The Great Depression did major damage to the export-orientated production of musical instruments, and then the National Socialists' policy of autarky exacerbated the situation further. In 1939, orders were given to found an “association of Vogtland and Sudeten German makers of stringed instruments” — a mandatory consortium which represented the region's final cross-border enterprise before WWII ended the 200 or so years of Bohemian-Saxonian violin-making history. After the war, some 12,000 Germans were expelled from the region and, in a kind of historical déjà-vu, they took their art with them.

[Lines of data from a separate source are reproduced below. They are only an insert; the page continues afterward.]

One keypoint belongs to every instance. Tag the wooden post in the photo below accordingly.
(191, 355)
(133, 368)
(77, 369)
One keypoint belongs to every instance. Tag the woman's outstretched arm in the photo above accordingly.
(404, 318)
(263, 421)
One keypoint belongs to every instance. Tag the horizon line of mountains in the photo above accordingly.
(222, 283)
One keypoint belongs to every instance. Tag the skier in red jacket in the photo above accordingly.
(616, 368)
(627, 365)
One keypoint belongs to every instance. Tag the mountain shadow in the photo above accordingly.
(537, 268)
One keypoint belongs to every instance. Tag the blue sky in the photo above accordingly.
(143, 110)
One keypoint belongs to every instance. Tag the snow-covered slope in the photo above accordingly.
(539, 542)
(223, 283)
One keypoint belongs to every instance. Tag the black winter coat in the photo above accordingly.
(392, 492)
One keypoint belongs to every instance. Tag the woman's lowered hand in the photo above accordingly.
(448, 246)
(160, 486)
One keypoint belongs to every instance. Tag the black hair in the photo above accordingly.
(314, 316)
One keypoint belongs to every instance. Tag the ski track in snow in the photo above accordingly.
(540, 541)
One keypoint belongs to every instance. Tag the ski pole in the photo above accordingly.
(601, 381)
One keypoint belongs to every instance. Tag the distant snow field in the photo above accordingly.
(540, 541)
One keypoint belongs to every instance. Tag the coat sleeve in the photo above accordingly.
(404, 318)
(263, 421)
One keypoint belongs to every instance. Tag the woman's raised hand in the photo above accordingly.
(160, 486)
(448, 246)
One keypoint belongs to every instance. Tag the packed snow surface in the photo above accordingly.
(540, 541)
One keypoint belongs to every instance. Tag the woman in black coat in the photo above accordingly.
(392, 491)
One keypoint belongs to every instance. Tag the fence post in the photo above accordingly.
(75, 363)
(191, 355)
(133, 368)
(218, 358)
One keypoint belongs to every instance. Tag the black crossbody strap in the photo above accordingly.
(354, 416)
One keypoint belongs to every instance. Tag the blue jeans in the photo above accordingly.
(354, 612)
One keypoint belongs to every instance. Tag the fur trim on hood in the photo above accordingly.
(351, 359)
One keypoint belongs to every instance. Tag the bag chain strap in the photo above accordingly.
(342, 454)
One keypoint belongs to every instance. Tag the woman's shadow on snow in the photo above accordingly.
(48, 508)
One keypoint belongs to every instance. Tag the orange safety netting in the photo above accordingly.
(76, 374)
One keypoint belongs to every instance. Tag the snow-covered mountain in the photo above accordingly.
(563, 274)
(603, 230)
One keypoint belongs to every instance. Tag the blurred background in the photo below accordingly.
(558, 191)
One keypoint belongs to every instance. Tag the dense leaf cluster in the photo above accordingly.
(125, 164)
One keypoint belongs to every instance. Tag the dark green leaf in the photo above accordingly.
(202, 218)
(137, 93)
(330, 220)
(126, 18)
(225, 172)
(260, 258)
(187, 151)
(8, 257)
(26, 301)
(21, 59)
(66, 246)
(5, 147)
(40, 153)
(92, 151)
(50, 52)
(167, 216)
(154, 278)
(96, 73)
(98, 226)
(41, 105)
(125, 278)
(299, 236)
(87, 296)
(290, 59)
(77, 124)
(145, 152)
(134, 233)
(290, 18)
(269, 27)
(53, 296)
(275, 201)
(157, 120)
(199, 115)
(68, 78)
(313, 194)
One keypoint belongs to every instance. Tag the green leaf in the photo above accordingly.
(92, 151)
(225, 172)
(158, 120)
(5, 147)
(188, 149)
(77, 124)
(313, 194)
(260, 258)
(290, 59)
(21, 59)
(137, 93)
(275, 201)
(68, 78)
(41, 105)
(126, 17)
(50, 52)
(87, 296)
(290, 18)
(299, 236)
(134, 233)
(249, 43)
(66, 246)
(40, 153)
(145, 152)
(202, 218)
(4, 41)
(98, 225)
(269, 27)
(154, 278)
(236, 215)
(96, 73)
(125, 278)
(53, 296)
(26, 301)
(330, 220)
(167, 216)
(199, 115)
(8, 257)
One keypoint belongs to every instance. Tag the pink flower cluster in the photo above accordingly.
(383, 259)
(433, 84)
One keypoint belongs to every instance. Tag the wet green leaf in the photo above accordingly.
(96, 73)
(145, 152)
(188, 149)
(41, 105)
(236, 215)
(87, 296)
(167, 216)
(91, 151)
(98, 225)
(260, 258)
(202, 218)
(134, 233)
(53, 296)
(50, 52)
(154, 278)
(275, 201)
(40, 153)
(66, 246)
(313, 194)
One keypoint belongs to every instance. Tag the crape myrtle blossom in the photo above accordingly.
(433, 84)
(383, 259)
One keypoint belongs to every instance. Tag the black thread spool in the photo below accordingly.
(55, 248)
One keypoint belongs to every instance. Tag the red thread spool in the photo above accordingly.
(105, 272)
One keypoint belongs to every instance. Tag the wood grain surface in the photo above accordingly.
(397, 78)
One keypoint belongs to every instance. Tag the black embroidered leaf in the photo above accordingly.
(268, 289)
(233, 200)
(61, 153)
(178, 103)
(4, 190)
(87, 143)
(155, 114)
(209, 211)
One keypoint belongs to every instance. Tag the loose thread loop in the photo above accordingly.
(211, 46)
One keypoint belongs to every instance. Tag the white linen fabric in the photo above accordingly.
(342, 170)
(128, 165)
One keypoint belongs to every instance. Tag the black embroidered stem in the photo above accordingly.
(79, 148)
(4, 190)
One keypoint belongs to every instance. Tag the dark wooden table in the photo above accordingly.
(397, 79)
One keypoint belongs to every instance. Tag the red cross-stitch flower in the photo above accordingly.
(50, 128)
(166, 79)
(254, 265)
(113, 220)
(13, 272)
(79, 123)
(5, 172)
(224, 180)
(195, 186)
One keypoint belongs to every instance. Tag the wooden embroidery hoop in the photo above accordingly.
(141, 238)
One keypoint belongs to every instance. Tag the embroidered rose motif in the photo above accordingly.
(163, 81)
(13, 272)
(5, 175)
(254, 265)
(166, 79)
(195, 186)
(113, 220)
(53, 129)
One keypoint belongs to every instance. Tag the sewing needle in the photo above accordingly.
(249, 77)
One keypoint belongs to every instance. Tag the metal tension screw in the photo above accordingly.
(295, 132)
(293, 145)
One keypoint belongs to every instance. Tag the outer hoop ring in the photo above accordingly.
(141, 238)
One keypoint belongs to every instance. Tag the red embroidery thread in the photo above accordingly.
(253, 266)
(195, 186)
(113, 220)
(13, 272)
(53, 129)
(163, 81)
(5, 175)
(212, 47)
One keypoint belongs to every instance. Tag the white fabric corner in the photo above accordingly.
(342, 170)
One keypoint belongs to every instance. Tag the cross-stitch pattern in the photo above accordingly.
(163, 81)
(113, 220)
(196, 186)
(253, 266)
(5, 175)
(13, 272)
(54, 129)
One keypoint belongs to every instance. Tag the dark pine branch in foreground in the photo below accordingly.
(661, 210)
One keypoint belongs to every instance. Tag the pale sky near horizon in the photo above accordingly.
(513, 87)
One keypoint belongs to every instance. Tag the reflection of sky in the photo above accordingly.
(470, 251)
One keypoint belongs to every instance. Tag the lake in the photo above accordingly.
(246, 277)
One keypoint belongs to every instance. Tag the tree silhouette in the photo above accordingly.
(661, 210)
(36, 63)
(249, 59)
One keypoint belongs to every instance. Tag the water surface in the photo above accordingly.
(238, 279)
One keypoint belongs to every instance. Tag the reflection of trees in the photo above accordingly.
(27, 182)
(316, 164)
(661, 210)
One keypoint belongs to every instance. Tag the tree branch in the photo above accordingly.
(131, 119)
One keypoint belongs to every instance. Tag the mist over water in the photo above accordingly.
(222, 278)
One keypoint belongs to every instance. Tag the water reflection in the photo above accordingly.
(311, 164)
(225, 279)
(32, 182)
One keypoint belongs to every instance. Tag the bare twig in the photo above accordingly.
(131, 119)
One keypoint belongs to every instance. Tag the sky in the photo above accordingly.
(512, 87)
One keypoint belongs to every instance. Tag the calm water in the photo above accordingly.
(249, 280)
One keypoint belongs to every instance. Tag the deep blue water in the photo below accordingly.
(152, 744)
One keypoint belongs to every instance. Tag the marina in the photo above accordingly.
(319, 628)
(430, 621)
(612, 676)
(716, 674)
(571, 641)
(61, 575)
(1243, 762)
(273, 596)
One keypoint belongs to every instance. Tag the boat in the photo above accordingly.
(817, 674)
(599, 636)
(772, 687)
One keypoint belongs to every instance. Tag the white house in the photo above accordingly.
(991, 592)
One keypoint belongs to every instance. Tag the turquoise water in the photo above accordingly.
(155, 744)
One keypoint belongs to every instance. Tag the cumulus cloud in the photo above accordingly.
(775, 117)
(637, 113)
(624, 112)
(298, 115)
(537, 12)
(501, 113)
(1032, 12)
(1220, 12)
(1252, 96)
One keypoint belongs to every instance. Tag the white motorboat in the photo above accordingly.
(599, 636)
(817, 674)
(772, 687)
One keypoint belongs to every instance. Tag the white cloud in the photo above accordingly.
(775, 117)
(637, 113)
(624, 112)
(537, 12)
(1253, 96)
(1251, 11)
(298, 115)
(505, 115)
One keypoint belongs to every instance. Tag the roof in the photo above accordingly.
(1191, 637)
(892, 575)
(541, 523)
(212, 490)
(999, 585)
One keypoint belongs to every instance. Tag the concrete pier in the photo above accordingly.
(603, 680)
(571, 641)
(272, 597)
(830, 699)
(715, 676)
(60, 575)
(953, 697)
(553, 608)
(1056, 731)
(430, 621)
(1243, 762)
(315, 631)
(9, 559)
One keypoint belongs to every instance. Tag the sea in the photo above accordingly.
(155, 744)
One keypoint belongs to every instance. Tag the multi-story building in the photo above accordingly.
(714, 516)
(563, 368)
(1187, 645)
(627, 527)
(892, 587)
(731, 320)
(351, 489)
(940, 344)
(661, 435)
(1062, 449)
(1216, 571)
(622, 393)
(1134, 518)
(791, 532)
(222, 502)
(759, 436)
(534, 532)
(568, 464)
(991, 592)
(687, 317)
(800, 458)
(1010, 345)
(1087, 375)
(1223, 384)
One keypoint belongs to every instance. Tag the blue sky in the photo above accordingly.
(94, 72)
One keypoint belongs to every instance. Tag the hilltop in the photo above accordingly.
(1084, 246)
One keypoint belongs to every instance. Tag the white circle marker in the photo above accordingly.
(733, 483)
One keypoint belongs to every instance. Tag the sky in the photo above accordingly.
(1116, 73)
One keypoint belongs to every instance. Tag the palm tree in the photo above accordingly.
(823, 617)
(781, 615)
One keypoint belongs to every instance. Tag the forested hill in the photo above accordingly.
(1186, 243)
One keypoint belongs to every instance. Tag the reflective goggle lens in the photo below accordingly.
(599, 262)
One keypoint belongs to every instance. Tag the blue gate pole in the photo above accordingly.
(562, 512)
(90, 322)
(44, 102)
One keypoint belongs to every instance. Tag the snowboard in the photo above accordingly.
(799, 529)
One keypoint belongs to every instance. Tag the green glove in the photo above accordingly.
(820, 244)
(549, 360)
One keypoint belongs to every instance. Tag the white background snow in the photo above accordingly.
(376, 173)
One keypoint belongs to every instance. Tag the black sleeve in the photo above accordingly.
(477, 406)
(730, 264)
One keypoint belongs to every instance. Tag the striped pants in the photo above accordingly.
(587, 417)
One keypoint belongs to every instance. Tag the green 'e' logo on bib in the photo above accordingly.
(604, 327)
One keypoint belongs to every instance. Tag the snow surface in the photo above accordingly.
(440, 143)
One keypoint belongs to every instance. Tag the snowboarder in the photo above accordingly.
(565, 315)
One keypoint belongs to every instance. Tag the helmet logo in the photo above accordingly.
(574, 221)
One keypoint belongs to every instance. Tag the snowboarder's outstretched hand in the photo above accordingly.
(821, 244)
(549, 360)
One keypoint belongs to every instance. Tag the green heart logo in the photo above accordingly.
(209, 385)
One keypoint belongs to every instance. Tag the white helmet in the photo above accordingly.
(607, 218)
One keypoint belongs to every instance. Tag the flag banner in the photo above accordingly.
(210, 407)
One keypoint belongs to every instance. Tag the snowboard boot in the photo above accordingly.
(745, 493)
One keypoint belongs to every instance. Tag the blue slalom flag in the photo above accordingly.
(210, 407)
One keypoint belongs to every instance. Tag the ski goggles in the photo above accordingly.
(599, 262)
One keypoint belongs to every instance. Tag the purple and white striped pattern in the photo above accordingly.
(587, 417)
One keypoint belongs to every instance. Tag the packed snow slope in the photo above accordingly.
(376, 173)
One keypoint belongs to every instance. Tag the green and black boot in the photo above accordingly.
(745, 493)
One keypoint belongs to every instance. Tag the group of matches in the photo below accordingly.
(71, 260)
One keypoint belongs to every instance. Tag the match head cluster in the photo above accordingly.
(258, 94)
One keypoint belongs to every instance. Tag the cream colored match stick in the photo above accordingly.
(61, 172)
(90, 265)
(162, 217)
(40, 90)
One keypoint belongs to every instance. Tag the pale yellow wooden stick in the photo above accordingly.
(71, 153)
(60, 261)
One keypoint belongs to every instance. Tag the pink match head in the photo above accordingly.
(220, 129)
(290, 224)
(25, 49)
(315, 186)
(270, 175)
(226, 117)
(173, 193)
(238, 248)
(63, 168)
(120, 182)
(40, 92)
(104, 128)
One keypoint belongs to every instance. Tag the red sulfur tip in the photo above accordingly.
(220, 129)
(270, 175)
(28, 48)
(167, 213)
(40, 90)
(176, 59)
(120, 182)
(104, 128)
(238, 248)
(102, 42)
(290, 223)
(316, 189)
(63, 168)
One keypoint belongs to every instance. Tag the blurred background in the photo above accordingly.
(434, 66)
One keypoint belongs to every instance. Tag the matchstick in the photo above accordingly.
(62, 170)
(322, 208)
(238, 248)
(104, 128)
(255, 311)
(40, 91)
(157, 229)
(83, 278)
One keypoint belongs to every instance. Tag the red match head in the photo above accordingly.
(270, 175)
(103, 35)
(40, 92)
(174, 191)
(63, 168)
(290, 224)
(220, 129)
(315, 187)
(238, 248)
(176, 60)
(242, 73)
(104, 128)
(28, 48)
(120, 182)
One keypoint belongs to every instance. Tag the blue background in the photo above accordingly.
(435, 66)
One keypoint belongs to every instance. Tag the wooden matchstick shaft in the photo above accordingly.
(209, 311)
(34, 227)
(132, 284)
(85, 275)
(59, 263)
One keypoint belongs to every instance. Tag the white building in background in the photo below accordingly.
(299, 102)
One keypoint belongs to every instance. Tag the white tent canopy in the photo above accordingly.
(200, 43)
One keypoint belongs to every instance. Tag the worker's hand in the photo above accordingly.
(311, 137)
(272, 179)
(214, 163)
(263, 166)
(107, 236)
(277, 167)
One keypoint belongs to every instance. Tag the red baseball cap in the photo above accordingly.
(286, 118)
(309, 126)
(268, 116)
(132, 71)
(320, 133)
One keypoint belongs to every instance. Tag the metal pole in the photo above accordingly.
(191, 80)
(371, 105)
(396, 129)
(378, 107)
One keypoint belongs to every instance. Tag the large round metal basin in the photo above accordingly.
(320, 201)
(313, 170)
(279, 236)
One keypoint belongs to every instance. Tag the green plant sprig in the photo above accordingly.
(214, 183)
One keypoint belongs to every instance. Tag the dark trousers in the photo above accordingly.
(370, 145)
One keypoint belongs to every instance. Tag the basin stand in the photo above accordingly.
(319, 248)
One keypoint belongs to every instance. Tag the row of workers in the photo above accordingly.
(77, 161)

As was the case during the Counter-Reformation, this wave of deportations led to the development of a new centre of musical-instrument production. After attempts to create a joint settlement in Mittenwald failed due to the heated resistance of local violin makers, the majority of the people in Schönbach then found a new home in Bubenreuth in 1949. They turned the Franconian village into a rapidly blossoming musical venue; soon other former masters and merchants from Markneukirchen, among them Ernst Heinrich Roth, relocated there as well because they no longer had entrepreneurial horizons in the German Democratic Republic.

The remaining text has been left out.